Mjolnir. Focus on Mjolnir.
“The object in that backpack increases in mass as it moves. When it comes to a stop, it releases a pulse, the size of which depends on that mass. And that pulse destroys these monsters.”
He stares into my eyes even as he readjusts his grip on the gun. “Assuming that’s the truth!” There’s an uncomfortable amount of hope in his angry voice. “Assuming that’s true, wouldn’t it destroy you, too? And her? Where did you come from? Why are you doing this?”
“That’s not important. What’s important is that I’m going to use that stone to fix all this.”
“How?”
I open my mouth to answer, then pause.
Well, shit. How am I going to use it? Run around setting off little pulses until I actually give myself a stroke? Genius.
Panic starts to burn its way up my throat. What if there’s nothing I can do? For the first time since I entered that other world, I’m confronted with the possibility that this might never end.
“Please,” I whisper, looking away, shaken. “Just . . . Look at the stone, for Christ’s sake. I’m not going to hurt you. Jesus, I’m not going to kill a soldier. I’m not one of the bad guys. Just look at the fucking stone.” My legs drop out from under me, and I’m sitting on dusty asphalt, shuddering, not sure what to do if this guy won’t give me the fucking key to saving the world and if I can’t figure out what to do with it.
He slowly lo
wers his gun, but keeps it half-ready with his left hand. With his right, he unzips the backpack’s front pocket and gently removes Mjolnir.
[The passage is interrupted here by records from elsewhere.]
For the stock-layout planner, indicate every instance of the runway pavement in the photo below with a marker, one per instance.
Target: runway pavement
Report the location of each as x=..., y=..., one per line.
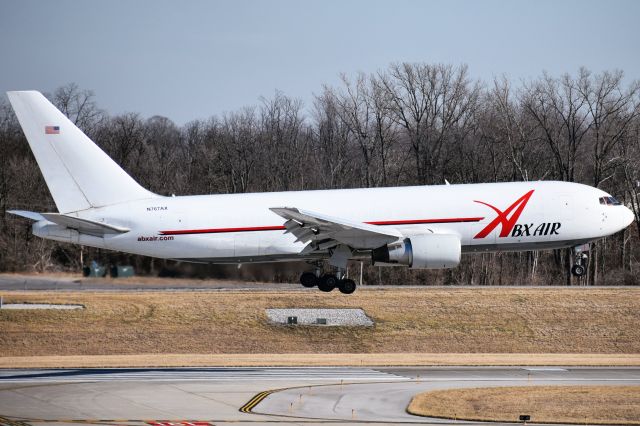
x=256, y=395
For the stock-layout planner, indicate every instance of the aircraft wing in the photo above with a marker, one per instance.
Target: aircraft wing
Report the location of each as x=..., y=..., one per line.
x=84, y=226
x=324, y=232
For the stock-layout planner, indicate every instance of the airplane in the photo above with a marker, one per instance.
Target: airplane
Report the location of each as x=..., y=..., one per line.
x=419, y=227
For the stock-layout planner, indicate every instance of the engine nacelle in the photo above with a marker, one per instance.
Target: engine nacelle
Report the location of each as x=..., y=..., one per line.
x=426, y=251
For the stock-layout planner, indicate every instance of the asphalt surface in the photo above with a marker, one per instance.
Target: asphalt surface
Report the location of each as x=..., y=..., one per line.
x=294, y=395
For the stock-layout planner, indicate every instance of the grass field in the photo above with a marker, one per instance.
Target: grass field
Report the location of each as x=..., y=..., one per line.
x=426, y=320
x=545, y=404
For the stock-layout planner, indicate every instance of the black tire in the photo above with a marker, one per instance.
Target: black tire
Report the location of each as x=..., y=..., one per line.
x=347, y=286
x=578, y=270
x=308, y=279
x=327, y=283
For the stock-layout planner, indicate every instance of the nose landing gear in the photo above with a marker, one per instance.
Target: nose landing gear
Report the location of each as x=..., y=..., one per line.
x=581, y=260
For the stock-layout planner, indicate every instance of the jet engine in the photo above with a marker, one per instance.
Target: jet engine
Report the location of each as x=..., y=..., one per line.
x=425, y=251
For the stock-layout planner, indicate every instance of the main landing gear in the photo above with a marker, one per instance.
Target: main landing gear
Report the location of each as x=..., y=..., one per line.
x=328, y=282
x=581, y=260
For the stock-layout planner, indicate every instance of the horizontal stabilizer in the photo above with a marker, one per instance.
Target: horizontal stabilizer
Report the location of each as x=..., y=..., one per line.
x=84, y=226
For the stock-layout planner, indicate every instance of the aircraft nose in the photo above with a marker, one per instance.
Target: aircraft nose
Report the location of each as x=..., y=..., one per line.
x=627, y=217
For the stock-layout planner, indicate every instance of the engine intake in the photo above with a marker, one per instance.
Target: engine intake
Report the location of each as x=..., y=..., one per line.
x=426, y=251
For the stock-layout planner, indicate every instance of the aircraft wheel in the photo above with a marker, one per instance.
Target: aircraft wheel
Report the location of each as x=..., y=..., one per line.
x=327, y=283
x=347, y=286
x=309, y=279
x=578, y=270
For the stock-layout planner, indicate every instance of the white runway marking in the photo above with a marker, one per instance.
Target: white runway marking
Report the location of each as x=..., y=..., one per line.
x=197, y=374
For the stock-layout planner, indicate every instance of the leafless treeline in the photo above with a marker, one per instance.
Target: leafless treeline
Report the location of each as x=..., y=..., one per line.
x=408, y=124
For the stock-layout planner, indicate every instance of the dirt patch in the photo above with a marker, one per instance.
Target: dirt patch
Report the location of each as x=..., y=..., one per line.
x=545, y=404
x=443, y=320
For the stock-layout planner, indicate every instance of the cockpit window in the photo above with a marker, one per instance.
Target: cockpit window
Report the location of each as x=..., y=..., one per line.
x=609, y=201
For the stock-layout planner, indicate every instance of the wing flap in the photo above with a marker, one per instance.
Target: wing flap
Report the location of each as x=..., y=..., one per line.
x=327, y=231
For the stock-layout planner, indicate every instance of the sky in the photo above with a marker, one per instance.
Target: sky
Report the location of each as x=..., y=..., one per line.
x=189, y=60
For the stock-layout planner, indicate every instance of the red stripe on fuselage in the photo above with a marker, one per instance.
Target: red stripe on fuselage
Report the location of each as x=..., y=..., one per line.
x=222, y=230
x=282, y=228
x=419, y=221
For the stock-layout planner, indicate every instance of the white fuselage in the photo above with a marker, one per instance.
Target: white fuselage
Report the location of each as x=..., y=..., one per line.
x=240, y=228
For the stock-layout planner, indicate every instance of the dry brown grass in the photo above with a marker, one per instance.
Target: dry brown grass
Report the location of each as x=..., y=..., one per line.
x=456, y=320
x=545, y=404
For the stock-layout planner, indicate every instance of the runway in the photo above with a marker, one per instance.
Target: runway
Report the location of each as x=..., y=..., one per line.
x=256, y=395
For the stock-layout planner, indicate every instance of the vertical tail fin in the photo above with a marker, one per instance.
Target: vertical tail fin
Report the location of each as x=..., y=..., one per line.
x=78, y=173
For a moment we’re both dazzled by its shining beauty; my throat is tight.
I reach out a hand — my right, my human hand, the one I can use to hold the stone—
—its breath-stealing beauty mutates into hideous power. My fingertips disintegrate up to the second knuckle; the needle cells lose cohesion and fall apart, sprinkling the ground.
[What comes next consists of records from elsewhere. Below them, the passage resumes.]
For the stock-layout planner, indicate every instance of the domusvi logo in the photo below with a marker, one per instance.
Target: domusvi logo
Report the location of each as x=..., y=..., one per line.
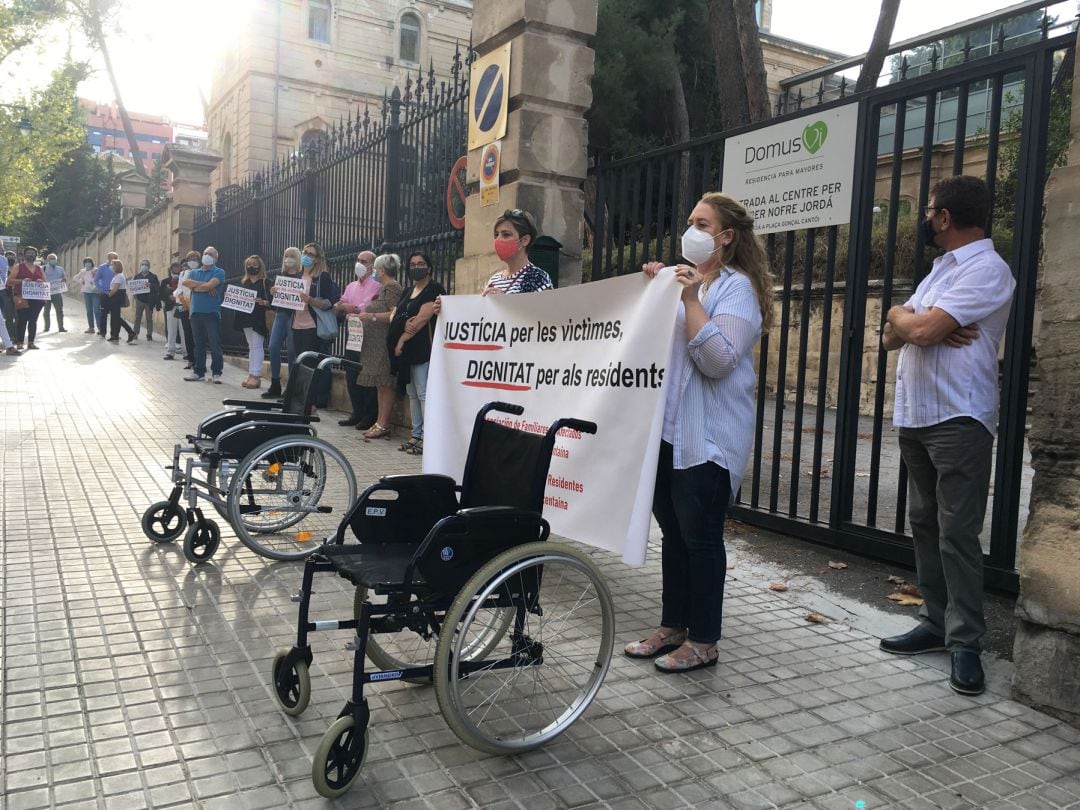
x=813, y=136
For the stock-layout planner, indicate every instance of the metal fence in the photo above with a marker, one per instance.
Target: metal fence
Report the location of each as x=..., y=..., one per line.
x=825, y=464
x=373, y=183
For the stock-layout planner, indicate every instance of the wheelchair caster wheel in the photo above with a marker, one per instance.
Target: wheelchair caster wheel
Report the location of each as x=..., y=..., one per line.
x=339, y=757
x=292, y=684
x=201, y=541
x=163, y=522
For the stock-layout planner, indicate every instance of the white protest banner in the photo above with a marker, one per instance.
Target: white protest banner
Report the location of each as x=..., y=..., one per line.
x=239, y=298
x=288, y=292
x=797, y=174
x=355, y=339
x=36, y=291
x=592, y=351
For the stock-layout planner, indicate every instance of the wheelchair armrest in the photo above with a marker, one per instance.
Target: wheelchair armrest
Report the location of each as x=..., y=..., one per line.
x=254, y=405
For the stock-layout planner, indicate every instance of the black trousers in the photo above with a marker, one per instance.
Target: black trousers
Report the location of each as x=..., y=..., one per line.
x=110, y=310
x=365, y=404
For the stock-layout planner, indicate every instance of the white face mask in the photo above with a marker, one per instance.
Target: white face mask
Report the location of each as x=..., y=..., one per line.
x=698, y=246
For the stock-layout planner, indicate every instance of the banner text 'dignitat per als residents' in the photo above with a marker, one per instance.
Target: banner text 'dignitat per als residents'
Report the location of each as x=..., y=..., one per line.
x=594, y=351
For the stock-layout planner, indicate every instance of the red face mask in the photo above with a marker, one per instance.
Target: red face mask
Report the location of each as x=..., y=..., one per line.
x=505, y=248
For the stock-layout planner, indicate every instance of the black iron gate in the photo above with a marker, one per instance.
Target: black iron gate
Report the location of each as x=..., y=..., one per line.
x=373, y=183
x=824, y=383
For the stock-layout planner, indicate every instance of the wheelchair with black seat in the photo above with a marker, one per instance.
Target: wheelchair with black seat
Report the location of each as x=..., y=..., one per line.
x=515, y=632
x=262, y=467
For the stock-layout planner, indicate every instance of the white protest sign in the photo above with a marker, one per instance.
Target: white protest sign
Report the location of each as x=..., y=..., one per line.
x=239, y=298
x=36, y=291
x=593, y=351
x=797, y=174
x=288, y=292
x=355, y=339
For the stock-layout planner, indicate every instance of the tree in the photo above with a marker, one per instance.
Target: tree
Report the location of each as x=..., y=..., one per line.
x=95, y=16
x=26, y=163
x=879, y=45
x=740, y=65
x=80, y=197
I wrench my hand away, crying out in shock. There’s no pain, but there’s a horrifying wrongness, the theft of part of my body. I stare at my hand until my fingertips begin to grow back.
“Mother of God . . .” the soldier mumbles, looking from my hand to the stone and back. “You were telling the truth.”
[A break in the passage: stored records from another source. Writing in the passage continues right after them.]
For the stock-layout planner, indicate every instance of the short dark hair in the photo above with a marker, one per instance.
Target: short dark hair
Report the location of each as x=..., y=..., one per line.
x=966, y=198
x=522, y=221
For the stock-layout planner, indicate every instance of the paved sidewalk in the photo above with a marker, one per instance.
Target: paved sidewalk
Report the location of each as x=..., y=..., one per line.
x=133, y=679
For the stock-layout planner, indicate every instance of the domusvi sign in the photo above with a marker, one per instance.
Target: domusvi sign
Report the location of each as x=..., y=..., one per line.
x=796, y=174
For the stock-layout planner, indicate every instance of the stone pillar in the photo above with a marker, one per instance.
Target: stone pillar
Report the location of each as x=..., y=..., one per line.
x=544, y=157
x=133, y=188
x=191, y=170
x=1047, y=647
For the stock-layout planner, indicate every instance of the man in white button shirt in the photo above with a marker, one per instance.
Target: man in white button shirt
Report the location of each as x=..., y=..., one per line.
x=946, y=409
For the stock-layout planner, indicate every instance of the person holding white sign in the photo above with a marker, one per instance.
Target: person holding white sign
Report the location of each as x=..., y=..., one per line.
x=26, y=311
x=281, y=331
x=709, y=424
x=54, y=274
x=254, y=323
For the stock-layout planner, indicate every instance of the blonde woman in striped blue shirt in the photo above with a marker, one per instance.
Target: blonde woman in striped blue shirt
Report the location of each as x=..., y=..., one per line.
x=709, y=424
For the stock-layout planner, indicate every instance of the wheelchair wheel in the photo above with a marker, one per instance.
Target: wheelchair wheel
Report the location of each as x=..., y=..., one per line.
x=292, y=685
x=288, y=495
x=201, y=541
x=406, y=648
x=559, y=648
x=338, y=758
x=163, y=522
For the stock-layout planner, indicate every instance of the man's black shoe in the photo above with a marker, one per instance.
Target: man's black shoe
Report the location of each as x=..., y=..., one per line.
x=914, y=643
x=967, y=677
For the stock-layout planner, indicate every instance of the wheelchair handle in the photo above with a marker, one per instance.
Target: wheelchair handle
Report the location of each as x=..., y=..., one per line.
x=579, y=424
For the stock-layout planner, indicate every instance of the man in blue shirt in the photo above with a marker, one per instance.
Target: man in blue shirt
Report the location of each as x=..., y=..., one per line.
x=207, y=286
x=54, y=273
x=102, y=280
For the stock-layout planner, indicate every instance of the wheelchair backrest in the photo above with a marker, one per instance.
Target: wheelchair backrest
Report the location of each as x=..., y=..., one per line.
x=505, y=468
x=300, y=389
After a few deep breaths, I laugh weakly. “If more people had said that to me in the past week, you and I wouldn’t be standing here.”
“Well,” he muses, and his eyes cloud just a little as he contemplates. “If it works like you say, you could just drop it off a building.”
We fall silent as I register that he just had an idea about how to use Mjolnir. So I go back and process the idea. The results indicate that this would work perfectly. In fact, this solution is so apt, my mouth falls open a little.
“It powers up as it moves, right?” he continues. “So drop it off a building. But not too high. If it gains mass as it moves, you don’t want it to turn into a black hole or something.”
I close my eyes. I should not have been chosen to save the world. I’m terrible at it.
The soldier glances past me and flinches. “She’s coming back.” He’s caught with Mjolnir in his hand, unsure whether to drop it and go for his gun, or try out the stone’s powers.
I hurriedly get to my feet and put myself between distant Ron and the soldier, and reach for the backpack. “She’ll see you give the backpack to me. She won’t want me to use it.”
He looks at me sharply, then carefully hides Mjolnir behind his back, looking over my head at Ron.
“I’ll help you avenge your squadmates and save the city,” I whisper. “I’ll find a way to . . .” I suck in a deep, steadying breath. “Please. Guns don’t stop us, not for long, you know that. If you provoke her, she’ll kill you to save the two of us. But if I go, she’ll follow me.”